Ist Ihre Schule auf eine noch größere Schülerschaft eingestellt?
Lengwenus: Wir waren nach dem Schulentwicklungsplan als vierzügige Stadtteilschule eingestuft. Inzwischen sind wir siebenzügig, wobei eine sechszügige Oberstufe geplant ist. Unsere Grundschule war bisher auf dem Plan zweizügig, aber real dreizügig. Für die wachsende Grundschule soll nun ein Neubau entstehen. Außerdem sollen neue Flächen entstehen, die wir als siebenzügige Stadtteilschule brauchen werden. Wir hoffen, dass die neuen Gebäude dann unseren Bedürfnissen gerecht werden.
Die Linken-Politikerin Sabine Boeddinghaus sagt, es sei nun eine zentrale Aufgabe der Stadtteilschulen, vom Gymnasium abgeschulte Schüler wieder zu stärken, nur erhielten die Stadtteilschulen dafür nicht genügend Mittel. Sehen Sie das auch so?

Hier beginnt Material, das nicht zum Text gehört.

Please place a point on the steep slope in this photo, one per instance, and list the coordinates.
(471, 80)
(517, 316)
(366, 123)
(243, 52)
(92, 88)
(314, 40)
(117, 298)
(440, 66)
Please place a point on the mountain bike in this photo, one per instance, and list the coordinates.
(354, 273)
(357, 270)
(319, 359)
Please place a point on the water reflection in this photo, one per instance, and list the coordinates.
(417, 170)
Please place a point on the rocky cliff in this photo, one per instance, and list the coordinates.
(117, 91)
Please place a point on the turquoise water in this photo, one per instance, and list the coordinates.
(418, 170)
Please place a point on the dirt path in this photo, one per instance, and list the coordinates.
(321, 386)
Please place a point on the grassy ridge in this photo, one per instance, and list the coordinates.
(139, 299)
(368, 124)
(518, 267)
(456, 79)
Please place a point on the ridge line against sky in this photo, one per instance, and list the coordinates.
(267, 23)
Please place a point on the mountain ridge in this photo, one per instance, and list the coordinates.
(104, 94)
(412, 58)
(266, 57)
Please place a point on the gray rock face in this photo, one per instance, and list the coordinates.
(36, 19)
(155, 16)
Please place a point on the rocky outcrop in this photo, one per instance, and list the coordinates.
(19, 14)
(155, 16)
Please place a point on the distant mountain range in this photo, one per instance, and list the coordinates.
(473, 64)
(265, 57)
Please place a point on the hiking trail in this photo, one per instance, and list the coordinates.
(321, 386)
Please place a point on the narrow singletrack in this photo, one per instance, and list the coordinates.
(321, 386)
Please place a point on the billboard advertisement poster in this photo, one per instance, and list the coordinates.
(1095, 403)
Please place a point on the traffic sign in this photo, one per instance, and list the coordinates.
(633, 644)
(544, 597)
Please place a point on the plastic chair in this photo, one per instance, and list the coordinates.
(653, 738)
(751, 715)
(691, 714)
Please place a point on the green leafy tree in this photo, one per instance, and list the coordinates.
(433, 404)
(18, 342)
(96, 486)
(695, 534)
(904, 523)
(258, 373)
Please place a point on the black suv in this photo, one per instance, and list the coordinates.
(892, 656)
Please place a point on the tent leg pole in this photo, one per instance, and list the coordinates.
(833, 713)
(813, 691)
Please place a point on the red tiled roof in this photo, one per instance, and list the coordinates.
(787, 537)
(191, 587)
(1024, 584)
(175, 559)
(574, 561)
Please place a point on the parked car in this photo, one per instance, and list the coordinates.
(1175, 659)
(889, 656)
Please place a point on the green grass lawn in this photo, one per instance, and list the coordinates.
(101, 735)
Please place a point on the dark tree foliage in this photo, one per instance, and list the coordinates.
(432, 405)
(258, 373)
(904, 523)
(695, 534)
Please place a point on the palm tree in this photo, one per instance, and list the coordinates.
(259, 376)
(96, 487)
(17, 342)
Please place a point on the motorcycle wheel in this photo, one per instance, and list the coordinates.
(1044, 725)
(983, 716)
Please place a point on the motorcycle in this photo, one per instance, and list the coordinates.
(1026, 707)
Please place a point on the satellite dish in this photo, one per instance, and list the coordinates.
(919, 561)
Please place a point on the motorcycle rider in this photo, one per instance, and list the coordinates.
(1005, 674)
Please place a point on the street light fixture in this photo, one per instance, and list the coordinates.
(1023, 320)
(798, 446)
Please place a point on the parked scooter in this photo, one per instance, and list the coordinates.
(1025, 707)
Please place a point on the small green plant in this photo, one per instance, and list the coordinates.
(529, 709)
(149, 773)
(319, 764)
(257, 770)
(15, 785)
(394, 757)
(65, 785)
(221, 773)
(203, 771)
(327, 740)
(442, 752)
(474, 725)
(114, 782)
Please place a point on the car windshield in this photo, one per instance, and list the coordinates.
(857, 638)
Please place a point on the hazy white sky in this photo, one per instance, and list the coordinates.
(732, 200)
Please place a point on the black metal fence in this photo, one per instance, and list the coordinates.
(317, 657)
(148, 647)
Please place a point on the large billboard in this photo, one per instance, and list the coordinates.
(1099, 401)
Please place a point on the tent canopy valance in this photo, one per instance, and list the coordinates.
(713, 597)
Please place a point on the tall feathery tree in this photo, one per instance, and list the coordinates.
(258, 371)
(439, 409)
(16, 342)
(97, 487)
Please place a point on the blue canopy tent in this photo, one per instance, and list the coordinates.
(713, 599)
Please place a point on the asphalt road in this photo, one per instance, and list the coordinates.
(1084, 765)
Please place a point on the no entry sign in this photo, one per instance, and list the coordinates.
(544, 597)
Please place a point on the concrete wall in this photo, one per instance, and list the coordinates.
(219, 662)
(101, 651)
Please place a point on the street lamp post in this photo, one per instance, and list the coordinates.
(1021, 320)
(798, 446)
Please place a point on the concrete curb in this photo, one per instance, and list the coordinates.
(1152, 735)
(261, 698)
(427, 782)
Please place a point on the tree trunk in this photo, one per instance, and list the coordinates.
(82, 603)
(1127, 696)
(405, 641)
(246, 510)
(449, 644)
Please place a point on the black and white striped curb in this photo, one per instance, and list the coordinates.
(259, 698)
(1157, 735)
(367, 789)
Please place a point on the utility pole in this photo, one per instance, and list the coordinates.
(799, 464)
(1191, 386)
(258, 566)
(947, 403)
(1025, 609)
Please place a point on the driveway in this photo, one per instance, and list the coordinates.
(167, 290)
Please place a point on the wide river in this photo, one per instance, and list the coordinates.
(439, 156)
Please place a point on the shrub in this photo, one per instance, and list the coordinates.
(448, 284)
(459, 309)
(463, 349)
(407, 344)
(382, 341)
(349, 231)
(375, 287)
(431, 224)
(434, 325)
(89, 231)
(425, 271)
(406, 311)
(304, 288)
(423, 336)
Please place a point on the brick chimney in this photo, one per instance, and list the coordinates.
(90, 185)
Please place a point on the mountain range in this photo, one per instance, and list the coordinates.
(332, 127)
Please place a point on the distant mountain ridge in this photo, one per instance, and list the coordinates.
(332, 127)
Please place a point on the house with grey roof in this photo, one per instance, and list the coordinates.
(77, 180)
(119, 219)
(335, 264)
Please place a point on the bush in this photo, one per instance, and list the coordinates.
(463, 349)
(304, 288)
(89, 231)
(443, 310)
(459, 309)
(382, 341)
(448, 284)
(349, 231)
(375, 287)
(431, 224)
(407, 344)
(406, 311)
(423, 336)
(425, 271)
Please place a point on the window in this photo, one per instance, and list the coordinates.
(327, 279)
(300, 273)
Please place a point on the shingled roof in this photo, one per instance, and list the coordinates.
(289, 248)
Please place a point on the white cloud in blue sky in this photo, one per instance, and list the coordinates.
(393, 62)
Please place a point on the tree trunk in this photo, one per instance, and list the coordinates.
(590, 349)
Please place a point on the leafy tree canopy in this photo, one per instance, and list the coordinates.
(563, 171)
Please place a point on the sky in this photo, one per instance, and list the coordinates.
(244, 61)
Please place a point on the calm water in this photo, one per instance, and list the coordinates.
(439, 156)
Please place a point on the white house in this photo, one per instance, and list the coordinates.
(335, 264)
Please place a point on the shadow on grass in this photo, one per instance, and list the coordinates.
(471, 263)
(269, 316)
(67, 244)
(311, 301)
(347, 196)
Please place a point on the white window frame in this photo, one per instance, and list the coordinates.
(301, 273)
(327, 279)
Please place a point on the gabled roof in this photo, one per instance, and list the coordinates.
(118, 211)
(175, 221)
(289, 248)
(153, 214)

Lengwenus: Natürlich würde ich nicht Nein sagen, wenn ich zusätzliche Räume und Lehrer bekäme. Aber das gilt wohl auch für Kollegen an vielen anderen Schulen. Als Stadtteilschule übernehmen wir ganz viele Aufgaben, kümmern uns um die Inklusion, um Flüchtlingskinder, um hochbegabte Kinder, wir bieten das Abitur an und vieles mehr. Ich finde allerdings, dass wir mit den Ressourcen, die uns bisher zugeteilt wurden, einen guten Unterricht machen können. Insgesamt sind die Zuwendungen für die Stadtteilschulen in den vergangenen Jahren ganz schön gewachsen. Wir kommen gut zurecht. Das muss man auch mal feststellen. Erst einmal machen wir jetzt mit dem, was wir haben, gute Schule und um mehr Ressourcen streiten wir uns dann später.